Reliability of performance will also be at a premium, since
faults and failures will propagate swiftly and widely in a highly
inter-connected system of water uses. For over a quarter of
a century we have been working towards what we now call H-PIC:
the notion of adjusting, in real-time, the operation of the
wastewater infrastructure as a function of the current state
of the receiving water body. Recent results, from a project
with the Department of Civil and Engineering at Imperial College
in London, have demonstrated the technical potential of integrated
control of the entire infrastructure (Integrated Urban Water
Managament, or IUWM). We have also been exploring the problem
of screening design and operational options under uncertainty.
Our program seeks to encourage transfer of this European school
of thought to North America, where rapidly urbanizing metropolitan
regions, such as the city of Atlanta, require progressively
more intensive exploitation and re-use of the now very clearly
limited resources of the Chattahoochee watershed. What can Ecology
do for the engineering system of urban water infrastructure?

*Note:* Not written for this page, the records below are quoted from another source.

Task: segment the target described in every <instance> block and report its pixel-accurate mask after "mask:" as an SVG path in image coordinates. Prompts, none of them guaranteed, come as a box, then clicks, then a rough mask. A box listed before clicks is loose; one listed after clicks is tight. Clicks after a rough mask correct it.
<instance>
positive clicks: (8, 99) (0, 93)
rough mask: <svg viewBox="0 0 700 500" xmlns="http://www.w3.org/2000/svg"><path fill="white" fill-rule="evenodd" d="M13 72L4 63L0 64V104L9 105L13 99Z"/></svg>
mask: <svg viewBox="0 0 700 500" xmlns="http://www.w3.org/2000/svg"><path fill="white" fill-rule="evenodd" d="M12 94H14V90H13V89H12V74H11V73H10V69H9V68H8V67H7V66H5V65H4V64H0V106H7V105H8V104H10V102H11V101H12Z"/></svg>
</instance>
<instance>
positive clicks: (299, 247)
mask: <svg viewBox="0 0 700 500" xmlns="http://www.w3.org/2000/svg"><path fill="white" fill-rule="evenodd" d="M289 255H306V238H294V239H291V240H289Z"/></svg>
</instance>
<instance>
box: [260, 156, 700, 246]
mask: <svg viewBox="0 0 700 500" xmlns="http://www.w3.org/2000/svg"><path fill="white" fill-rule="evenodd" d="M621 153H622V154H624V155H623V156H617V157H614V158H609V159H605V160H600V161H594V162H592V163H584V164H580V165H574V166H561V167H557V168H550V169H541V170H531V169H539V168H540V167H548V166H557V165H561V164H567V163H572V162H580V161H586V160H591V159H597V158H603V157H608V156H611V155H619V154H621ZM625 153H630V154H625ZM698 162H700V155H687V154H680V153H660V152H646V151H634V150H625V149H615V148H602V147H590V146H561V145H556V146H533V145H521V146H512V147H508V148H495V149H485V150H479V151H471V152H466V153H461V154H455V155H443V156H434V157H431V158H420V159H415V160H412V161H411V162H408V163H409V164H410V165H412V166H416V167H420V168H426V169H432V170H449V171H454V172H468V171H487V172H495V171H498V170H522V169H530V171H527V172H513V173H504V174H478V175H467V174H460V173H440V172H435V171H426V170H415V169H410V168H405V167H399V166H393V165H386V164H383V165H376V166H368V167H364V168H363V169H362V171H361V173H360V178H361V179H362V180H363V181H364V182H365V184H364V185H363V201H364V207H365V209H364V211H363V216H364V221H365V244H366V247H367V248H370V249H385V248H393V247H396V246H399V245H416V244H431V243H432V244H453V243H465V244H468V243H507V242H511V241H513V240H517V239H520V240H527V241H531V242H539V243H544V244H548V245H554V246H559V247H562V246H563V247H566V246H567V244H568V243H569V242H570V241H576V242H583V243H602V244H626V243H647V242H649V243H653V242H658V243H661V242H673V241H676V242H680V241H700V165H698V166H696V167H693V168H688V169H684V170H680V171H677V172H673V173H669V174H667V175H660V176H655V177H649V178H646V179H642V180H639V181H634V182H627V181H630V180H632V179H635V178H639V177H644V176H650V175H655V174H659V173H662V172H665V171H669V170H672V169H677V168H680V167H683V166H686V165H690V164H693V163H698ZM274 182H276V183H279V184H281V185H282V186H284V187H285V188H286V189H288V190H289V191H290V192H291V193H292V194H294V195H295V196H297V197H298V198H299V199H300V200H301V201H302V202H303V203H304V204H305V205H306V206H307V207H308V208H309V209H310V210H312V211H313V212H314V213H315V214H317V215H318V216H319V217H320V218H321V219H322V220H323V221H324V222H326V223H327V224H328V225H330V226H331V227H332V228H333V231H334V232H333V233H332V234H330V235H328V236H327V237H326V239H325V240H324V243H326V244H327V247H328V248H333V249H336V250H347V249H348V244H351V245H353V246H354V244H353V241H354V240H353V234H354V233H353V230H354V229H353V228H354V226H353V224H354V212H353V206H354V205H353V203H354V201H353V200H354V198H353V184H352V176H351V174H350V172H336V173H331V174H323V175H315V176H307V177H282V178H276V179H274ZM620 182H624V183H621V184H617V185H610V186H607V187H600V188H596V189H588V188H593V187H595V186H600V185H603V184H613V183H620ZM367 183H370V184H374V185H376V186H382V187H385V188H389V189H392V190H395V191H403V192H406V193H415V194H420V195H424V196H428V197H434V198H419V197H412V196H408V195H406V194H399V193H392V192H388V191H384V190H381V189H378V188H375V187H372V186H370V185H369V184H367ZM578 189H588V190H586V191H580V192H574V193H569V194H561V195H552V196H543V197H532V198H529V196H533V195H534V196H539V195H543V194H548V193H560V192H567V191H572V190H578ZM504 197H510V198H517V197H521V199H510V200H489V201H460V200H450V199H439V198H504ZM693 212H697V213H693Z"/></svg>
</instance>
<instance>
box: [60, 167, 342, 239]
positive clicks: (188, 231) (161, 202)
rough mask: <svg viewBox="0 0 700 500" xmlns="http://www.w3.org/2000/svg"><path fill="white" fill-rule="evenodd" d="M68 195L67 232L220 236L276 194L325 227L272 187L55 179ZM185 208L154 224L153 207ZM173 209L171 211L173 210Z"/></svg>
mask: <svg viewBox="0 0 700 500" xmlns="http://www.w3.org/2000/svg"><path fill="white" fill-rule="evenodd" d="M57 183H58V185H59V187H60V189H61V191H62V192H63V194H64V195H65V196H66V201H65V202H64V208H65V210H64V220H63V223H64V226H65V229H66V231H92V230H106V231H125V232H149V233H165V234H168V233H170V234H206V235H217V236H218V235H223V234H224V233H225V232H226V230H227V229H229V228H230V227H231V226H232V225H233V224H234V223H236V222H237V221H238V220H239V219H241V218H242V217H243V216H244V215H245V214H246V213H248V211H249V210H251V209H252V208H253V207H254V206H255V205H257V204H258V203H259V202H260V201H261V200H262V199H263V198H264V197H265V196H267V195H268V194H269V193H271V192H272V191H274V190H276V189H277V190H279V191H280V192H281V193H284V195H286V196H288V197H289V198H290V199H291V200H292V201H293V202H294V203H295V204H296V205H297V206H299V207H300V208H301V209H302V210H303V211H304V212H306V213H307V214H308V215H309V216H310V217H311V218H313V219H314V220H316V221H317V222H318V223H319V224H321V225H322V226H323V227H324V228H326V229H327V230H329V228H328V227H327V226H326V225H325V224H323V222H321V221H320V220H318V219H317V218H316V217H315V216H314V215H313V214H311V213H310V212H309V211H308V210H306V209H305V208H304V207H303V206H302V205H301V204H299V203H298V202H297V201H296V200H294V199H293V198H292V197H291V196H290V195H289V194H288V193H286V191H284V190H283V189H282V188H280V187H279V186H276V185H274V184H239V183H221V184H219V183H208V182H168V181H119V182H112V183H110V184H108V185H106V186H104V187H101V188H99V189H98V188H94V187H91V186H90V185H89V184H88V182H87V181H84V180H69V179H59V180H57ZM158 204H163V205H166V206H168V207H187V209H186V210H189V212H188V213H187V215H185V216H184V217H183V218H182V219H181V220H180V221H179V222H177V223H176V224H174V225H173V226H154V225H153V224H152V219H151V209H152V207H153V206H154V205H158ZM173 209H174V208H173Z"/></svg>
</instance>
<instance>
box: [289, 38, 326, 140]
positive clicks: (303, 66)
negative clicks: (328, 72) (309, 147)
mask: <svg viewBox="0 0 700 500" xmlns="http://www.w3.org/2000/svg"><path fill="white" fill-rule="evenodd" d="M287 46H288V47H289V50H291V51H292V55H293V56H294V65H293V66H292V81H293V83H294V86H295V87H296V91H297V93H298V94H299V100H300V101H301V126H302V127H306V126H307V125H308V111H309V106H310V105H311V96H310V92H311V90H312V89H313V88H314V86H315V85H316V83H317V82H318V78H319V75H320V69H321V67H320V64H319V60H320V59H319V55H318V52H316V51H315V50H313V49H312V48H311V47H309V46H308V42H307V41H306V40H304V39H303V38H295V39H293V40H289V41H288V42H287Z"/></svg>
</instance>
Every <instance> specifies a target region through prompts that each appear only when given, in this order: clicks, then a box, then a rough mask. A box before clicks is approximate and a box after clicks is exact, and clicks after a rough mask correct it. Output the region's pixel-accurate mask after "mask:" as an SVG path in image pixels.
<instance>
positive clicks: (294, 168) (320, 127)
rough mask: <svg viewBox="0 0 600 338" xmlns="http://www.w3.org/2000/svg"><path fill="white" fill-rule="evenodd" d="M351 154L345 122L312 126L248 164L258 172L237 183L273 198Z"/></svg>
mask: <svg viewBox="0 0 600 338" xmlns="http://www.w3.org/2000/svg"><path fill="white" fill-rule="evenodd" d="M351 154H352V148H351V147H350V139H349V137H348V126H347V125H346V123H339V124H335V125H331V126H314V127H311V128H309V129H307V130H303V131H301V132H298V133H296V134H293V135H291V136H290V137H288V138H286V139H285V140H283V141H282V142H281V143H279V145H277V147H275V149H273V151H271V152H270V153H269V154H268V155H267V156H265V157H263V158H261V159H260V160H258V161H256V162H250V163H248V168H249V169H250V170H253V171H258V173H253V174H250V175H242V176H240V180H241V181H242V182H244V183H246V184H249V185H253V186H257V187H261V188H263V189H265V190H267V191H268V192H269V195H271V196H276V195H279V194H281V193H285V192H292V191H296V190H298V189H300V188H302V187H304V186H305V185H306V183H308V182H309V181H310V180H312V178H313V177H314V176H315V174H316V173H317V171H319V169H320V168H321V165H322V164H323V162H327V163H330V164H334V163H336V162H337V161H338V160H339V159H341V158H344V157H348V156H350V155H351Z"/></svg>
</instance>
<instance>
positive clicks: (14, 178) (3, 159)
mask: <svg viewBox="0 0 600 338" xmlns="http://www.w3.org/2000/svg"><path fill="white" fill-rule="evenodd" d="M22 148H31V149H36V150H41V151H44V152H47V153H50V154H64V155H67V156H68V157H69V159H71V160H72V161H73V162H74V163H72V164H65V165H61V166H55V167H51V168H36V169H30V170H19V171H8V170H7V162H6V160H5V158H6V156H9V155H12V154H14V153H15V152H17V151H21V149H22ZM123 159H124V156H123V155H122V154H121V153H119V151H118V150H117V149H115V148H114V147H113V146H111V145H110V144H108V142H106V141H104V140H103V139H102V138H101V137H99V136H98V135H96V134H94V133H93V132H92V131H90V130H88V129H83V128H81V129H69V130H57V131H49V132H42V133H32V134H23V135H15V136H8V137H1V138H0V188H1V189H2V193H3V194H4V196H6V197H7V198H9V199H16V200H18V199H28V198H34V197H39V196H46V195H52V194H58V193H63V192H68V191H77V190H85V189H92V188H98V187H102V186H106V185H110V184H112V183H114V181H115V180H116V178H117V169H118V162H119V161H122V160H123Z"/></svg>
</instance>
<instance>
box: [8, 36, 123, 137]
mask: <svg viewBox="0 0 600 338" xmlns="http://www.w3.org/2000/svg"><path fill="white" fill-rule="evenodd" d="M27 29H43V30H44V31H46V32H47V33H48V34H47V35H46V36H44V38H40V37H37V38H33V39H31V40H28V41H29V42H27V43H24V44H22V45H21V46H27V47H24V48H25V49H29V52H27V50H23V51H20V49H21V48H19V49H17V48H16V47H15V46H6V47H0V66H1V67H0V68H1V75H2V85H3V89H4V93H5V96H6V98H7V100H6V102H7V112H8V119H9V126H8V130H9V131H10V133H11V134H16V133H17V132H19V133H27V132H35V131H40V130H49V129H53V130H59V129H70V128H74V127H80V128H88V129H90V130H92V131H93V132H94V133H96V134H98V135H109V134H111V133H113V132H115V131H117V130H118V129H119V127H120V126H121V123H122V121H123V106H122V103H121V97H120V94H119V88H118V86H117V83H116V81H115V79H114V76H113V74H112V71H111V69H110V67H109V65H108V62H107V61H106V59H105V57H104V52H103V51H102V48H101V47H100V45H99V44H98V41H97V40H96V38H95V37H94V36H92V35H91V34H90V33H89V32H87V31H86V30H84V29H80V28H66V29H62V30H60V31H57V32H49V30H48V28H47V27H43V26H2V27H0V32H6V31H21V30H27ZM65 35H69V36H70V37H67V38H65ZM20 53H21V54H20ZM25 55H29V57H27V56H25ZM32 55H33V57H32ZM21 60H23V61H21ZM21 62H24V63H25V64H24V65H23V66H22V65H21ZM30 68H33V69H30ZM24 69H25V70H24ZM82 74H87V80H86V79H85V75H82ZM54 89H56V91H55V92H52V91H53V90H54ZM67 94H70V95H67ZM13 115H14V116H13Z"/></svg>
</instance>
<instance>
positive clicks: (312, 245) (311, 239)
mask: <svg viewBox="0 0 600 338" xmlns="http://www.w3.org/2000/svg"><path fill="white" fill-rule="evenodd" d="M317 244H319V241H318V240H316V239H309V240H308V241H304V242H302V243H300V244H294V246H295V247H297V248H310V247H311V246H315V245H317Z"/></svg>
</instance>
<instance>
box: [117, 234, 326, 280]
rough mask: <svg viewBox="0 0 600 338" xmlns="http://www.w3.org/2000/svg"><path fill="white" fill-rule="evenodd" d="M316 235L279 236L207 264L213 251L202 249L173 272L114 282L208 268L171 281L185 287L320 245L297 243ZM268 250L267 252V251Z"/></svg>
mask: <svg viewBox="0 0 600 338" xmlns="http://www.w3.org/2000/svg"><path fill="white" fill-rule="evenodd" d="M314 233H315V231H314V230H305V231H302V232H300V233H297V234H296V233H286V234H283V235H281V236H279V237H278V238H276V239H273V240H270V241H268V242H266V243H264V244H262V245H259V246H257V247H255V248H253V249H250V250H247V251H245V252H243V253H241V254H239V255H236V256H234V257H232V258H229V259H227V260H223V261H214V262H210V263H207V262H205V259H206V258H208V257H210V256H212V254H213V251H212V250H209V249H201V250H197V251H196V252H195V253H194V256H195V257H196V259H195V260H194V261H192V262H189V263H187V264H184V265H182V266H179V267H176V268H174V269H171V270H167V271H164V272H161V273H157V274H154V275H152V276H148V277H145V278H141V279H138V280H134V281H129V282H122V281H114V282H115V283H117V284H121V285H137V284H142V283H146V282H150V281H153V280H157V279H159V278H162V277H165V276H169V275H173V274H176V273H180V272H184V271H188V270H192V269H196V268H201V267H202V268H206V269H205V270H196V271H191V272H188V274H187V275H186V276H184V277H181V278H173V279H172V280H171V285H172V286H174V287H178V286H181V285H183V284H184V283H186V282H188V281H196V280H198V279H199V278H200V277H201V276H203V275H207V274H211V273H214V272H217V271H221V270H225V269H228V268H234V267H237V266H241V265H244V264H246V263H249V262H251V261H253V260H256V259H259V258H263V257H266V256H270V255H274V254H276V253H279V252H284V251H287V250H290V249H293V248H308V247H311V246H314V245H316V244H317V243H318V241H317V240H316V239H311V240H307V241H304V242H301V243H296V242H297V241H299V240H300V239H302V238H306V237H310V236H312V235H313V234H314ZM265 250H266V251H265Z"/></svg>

The ecologist's caricature of the control engineer has him/her
slavishly pursuing the brittle and vulnerable invariance of
pinning the system's behavior down to an automated constant
equilibrium, that is, the pursuit of engineering resilience.
If we have now models by which to cultivate IUWM, they should
be turned as well to developing ecological resilience in the
performance of the web of technologies spun together into the
metropolitan water infrastructure. And that would be H-PIC.